Любил я в детстве, братцы мои, шляться по улице, когда крутит позёмка. Это легкая снежная катавасия, и никак её не спутаешь с другой зимней непогодою.

Это вам не северный хиус, струящийся из полуночной ледяной страны, пронизывающий насквозь, как бы тепло не был ты одет, безжалостный к поморскому насельщику; это и не морозная падера с норда, обдирающая щеки, будто терка, от неё кожа на лице становится шершавой и лысеет; это и не поносуха с её снеговыми змеями, вьющаяся вокруг катанцев, при резких порывах подбивающая в пяты, когда пушистые хвосты, как по волшебству, мчат чередою на перегонки по пустынной улице, будто белые гривастые волки, а, потерявши силу, на ваших глазах укладываются в сувои, переносы, рассыпчатые переметы и сугробы, и скоро запруживают тебе дорогу, и только снежная пыль курится под самые крыши, вьет свечи и невесомыми бесшумными ворохами опадает с огрузнувших ветвей вам на голову; это и не замятель с её сполошливыми резкими зарядами в лицо, сбивающая с ног; и не затяжная метель на сутки и двои, молчаливая, грозная своей тишиной и спокойствием, встающая до неба непроницаемой стеною, когда снег затепливает глаза лепешками, сбивает дыхание, и ни зги, братцы мои, не видать вокруг на расстоянии руки; но это и не вьюга с её снежной круговертью, тугими ударами в грудь, будто плетью, с её хосом и разбродом, с её жесточью и безразличием к судьбе, попавшей в такую переделку, когда путник уподобляется частице безвольного праха, с её заливистым плачем, воем и стоном, опустошающим сердце, – и тогда настигает единственное желание поскорее вернуться к людям: и не дай Бог оказаться в ту пору в дороге середка ночи, а тем более на безбрежном зимнем лугу, когда санный след будто слизнуло вьюжным языком, и спасительные дорожные вешки пропали, да если этот буран при морозе, а ты нечаянно духом упал, потерявши направление, – то пиши пропало; завалит, погрузит в дрёму и хорошо, если по весне вытают твои костки, уже изрядно поистеребленные волками и поточенные гнусом.

У каждой зимней погоды своя натура, свой характер, тут уж ничего не попишешь; смирись, сердешный, и прими, как дар Божий.

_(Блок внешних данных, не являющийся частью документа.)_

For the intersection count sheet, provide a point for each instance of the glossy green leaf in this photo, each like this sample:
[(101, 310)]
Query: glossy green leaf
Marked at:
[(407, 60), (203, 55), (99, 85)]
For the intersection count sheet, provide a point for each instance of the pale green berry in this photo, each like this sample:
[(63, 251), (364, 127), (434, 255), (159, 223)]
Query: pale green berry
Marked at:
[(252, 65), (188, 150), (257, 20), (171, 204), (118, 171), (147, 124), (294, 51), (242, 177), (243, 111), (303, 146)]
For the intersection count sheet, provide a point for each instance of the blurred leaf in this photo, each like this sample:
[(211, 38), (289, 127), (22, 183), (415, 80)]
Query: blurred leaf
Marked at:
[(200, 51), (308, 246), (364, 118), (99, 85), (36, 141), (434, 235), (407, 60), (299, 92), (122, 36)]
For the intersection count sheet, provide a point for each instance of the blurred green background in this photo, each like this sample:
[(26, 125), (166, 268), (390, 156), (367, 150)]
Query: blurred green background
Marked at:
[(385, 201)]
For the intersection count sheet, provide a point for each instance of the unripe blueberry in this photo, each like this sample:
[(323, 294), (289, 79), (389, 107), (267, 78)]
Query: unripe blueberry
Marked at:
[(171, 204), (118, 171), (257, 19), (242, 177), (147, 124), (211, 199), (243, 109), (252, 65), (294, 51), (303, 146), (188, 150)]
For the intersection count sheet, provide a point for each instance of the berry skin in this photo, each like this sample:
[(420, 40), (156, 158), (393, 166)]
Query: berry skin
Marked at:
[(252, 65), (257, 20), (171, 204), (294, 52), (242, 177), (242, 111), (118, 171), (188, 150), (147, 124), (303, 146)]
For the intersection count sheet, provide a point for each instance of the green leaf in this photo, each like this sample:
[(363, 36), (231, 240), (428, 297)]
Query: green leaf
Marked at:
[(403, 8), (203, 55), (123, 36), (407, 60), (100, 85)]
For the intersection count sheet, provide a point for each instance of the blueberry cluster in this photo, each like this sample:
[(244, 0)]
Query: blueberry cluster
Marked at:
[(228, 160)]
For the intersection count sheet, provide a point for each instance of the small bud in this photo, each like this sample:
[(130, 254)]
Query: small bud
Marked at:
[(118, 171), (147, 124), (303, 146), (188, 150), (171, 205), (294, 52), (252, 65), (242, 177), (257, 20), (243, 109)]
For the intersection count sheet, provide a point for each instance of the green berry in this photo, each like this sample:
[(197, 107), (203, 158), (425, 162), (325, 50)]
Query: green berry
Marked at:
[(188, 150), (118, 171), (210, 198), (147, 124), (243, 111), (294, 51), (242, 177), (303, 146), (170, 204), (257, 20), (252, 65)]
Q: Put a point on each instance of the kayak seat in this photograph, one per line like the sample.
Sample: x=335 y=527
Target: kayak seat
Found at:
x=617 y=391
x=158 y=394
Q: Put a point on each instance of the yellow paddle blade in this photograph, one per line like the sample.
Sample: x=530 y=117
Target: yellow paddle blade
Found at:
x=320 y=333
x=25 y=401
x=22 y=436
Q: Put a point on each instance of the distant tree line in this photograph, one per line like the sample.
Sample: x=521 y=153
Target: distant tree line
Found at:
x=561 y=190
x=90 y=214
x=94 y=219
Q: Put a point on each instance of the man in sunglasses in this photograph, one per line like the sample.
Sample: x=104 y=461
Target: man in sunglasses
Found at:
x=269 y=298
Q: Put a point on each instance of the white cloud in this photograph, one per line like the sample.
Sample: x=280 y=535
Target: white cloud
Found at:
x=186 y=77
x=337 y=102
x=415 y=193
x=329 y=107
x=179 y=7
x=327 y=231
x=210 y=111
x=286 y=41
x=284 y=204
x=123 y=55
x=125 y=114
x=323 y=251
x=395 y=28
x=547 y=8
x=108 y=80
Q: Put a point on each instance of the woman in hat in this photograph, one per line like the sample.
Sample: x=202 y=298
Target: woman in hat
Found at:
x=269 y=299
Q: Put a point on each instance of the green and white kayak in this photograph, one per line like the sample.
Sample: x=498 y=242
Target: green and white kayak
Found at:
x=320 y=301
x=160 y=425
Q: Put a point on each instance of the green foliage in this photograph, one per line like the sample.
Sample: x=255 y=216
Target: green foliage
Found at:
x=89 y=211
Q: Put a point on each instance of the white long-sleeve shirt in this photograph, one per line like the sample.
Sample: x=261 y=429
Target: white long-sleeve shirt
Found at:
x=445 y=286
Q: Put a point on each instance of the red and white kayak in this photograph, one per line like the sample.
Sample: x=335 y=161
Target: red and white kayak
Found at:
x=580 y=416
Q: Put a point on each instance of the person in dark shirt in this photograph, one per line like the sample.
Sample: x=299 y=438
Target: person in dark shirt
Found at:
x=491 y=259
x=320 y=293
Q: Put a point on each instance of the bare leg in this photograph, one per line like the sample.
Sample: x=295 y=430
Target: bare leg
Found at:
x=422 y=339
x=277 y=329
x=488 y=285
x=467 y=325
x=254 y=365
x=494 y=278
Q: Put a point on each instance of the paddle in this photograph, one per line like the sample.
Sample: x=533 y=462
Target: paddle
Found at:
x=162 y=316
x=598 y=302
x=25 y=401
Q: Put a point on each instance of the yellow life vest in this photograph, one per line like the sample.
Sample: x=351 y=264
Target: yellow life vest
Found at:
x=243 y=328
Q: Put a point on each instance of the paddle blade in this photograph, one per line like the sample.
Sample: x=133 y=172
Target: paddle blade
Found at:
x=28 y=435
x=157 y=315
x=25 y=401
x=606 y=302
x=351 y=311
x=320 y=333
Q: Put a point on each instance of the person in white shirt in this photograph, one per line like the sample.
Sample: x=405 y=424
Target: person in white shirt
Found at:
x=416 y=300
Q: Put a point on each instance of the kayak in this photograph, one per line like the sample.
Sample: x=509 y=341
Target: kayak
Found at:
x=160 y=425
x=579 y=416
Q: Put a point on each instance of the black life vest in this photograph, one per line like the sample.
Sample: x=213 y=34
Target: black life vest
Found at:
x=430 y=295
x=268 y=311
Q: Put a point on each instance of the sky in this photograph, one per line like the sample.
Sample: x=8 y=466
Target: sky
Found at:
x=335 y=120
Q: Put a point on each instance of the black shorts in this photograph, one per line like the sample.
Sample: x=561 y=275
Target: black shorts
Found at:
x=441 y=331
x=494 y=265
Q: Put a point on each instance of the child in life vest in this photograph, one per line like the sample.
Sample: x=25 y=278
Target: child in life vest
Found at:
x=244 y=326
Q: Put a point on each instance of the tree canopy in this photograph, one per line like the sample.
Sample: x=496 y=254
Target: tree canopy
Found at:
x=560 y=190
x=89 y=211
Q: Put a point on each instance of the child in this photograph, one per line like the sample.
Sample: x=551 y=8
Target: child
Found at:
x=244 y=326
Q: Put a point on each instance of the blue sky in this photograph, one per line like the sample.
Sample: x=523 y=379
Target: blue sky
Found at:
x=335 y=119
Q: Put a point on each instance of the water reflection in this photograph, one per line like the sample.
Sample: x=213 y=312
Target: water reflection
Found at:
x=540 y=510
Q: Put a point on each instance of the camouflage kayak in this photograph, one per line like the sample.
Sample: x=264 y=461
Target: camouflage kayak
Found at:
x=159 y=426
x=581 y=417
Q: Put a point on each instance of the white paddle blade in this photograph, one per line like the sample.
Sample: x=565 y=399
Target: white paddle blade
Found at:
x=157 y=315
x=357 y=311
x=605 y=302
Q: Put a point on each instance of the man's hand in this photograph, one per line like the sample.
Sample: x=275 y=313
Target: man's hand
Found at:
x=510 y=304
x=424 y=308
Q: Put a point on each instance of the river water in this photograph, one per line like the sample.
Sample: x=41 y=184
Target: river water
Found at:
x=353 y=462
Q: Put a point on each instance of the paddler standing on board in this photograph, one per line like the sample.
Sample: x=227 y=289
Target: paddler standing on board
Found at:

Позёмка ластится, льнет к человеку, и будто выкуневший бельченок, щекотно, нежно обмахивает лицо кисточкой хвоста в обочьях, по обводам носа, по лбу, слегка сопревшему от мохнатого околыша шапки, – щекочет с ласкою, до легкого зуда и влаги в глазах, и невольно там почешешь, тут поскоблишь, тем временем слизывая легкие пушинки с губ, а снег всё летит и летит, кружась и вспенивая, то легким утячьим пухом, то сияющей серебристой пылью, скользит с неба наискось, неслышно, просквоженный желто-голубыми потоками света, и когда сквозь прорехи тучи лишь на миг выльется солнце, то невольно защемит глаза от перламутрового блеска девственных снегов.